What the hell had happened to her? It was as if she just simply vanished.
All he knew was he had to find her before the hunters caught her, too.
Cassie didn't think the situation could get any worse. First, the she-wolf took off with her pups and hid them somewhere else. Then the she-wolf howled, but she was way too far away for Cassie to reach her quickly. Not only was that, but a whole slew of male wolves prowling the forest.
Then? Cassie discovered Axel Ash tracking her, doggedly trying to locate her. But the worst-case scenario? A gunshot rang out from the direction where the wolf had been.
What if Axel Ash got shot because of her? She'd let the river carry her downstream for a couple of miles so he wouldn't find her scent anytime soon, and that had worked well for her. But now it seemed to have caused more problems than she ever thought possible.
Axel Ash was a powerful runner and a much-too-thorough hunter. She'd had a head start when she caught him following her scent, and she'd quickly buried the fish.

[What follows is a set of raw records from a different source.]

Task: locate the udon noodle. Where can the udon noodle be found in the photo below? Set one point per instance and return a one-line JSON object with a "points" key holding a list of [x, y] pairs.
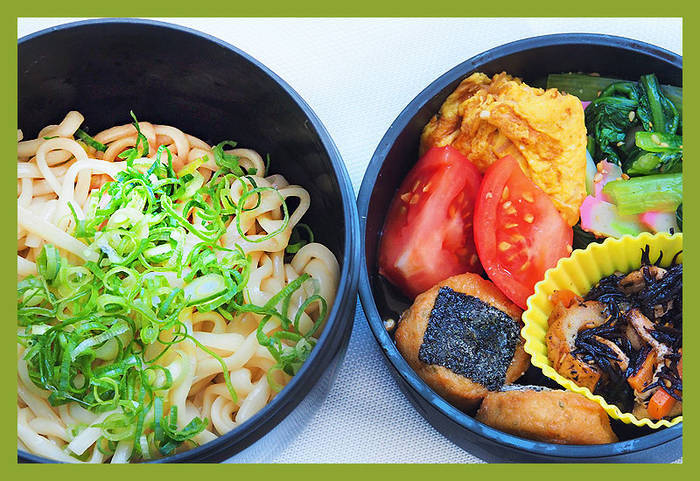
{"points": [[148, 330]]}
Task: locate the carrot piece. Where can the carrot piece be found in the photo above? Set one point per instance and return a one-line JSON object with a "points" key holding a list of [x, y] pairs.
{"points": [[660, 404], [643, 377], [565, 297]]}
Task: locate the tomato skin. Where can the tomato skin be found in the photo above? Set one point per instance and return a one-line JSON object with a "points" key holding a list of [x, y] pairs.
{"points": [[428, 233], [519, 234]]}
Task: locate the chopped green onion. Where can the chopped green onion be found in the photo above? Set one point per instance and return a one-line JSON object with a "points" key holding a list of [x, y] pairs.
{"points": [[82, 135]]}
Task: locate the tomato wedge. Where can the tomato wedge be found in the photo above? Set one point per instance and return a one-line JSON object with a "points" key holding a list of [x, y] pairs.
{"points": [[428, 234], [519, 234]]}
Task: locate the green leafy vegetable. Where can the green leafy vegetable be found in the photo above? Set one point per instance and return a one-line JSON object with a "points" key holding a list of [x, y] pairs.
{"points": [[661, 192], [634, 125]]}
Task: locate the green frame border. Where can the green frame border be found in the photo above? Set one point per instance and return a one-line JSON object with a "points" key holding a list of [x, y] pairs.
{"points": [[316, 8]]}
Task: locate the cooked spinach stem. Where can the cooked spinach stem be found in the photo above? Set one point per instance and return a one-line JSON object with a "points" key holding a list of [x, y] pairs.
{"points": [[634, 125], [658, 142], [660, 192], [87, 328], [589, 87]]}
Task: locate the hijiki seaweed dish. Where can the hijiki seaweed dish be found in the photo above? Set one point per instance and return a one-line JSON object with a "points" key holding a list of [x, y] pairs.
{"points": [[510, 179]]}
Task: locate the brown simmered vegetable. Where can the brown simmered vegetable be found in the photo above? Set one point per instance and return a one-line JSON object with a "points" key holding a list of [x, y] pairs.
{"points": [[560, 417], [629, 347]]}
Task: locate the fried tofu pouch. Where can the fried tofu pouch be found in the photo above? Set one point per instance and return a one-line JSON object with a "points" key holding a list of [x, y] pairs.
{"points": [[561, 417], [460, 391], [487, 119]]}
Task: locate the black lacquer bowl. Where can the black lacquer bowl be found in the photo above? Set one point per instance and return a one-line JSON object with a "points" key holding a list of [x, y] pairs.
{"points": [[531, 59], [173, 75]]}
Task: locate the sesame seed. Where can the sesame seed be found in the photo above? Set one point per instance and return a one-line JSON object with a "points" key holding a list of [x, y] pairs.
{"points": [[505, 193]]}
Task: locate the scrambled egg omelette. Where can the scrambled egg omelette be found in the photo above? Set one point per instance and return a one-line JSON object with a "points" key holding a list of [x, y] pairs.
{"points": [[487, 119]]}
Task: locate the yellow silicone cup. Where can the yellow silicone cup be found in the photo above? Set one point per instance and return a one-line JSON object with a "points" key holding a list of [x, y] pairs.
{"points": [[579, 273]]}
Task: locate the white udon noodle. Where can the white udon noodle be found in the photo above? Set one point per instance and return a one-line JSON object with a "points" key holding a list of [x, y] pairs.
{"points": [[56, 171]]}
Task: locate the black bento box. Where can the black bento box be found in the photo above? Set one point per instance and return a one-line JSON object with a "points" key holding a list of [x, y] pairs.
{"points": [[531, 59], [174, 75]]}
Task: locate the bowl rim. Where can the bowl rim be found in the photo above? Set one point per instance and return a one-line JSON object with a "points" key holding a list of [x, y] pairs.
{"points": [[340, 319], [401, 370]]}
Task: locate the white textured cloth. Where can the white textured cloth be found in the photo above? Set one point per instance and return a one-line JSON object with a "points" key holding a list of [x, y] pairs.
{"points": [[357, 75]]}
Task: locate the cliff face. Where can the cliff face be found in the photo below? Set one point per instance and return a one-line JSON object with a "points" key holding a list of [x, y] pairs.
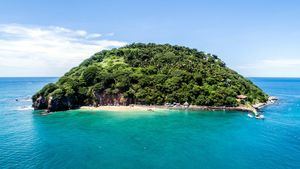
{"points": [[148, 74]]}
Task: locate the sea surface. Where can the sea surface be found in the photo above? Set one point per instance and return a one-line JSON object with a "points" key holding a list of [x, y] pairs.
{"points": [[142, 140]]}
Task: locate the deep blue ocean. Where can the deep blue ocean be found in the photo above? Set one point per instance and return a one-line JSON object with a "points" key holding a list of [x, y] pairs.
{"points": [[163, 140]]}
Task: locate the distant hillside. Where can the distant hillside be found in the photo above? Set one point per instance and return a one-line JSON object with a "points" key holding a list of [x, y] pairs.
{"points": [[148, 74]]}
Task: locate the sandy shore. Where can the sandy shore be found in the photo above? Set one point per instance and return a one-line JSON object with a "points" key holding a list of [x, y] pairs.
{"points": [[156, 108], [125, 108]]}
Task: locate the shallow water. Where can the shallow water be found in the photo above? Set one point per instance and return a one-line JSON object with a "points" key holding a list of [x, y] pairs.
{"points": [[163, 139]]}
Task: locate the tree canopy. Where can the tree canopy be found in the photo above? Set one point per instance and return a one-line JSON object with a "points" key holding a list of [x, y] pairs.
{"points": [[153, 74]]}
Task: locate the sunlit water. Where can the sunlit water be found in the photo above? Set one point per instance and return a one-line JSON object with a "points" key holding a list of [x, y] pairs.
{"points": [[165, 139]]}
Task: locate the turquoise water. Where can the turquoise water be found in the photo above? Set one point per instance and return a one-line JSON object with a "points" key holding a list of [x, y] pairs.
{"points": [[166, 139]]}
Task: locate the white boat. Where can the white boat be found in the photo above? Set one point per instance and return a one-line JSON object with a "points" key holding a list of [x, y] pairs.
{"points": [[260, 116]]}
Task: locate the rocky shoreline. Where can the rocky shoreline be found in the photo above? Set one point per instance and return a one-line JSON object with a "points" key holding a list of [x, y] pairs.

If she hadn't backtracked in a few places, quickly shifting and climbing a tree once to watch him--totally confusing him--he would have caught her.
As soon as he had run off, she'd climbed down the tree, shifted, and raced off in a different direction. He was really, really good at tracking her, and she hadn't lost him for long.
The river trick worked though, only she sure hadn't meant for the poor guy to get shot. If he got shot.
Her breathing quickened from all the running and swimming, she panted in the thick of the forest, looking upstream in the direction he had to be. She'd recrossed the river again and was on the same side she was originally on. Was he on this side with her? Or was he on the other side now?
She knew she should look for Axel Ash, one of her own kind, and make sure he wasn't injured. It wouldn't do for hunters to get hold of him. While normally she wasn't afraid of much of anything, hunters terrified her.
Her heart pounding in her dry throat, she thought of her adopted wolf pack members all dead, solely because of hunters, and the old guilt came into play--she had survived. And worse, what if she'd been the reason for their deaths?
But this time, she knew she had caused the wolf to come under fire.
She glanced back in the direction that the female wolf had howled. Hell. No matter that she was a wolf biologist, dedicated to studying wolves and educating people about them, or that she needed to help the mother in need, she had to ensure her own kind weren't found out.
Then again, maybe he wasn't shot. She paced some more. Damn, she couldn't risk not going to his aid. And if she had to protect him against hunters, she was ready.
At least she thought she was. If she didn't locate him, that meant he was fine and she could go back to her she-wolf business.
Taking a deep breath, she bounded through the woods.
She barely heard the sound of the river not far away.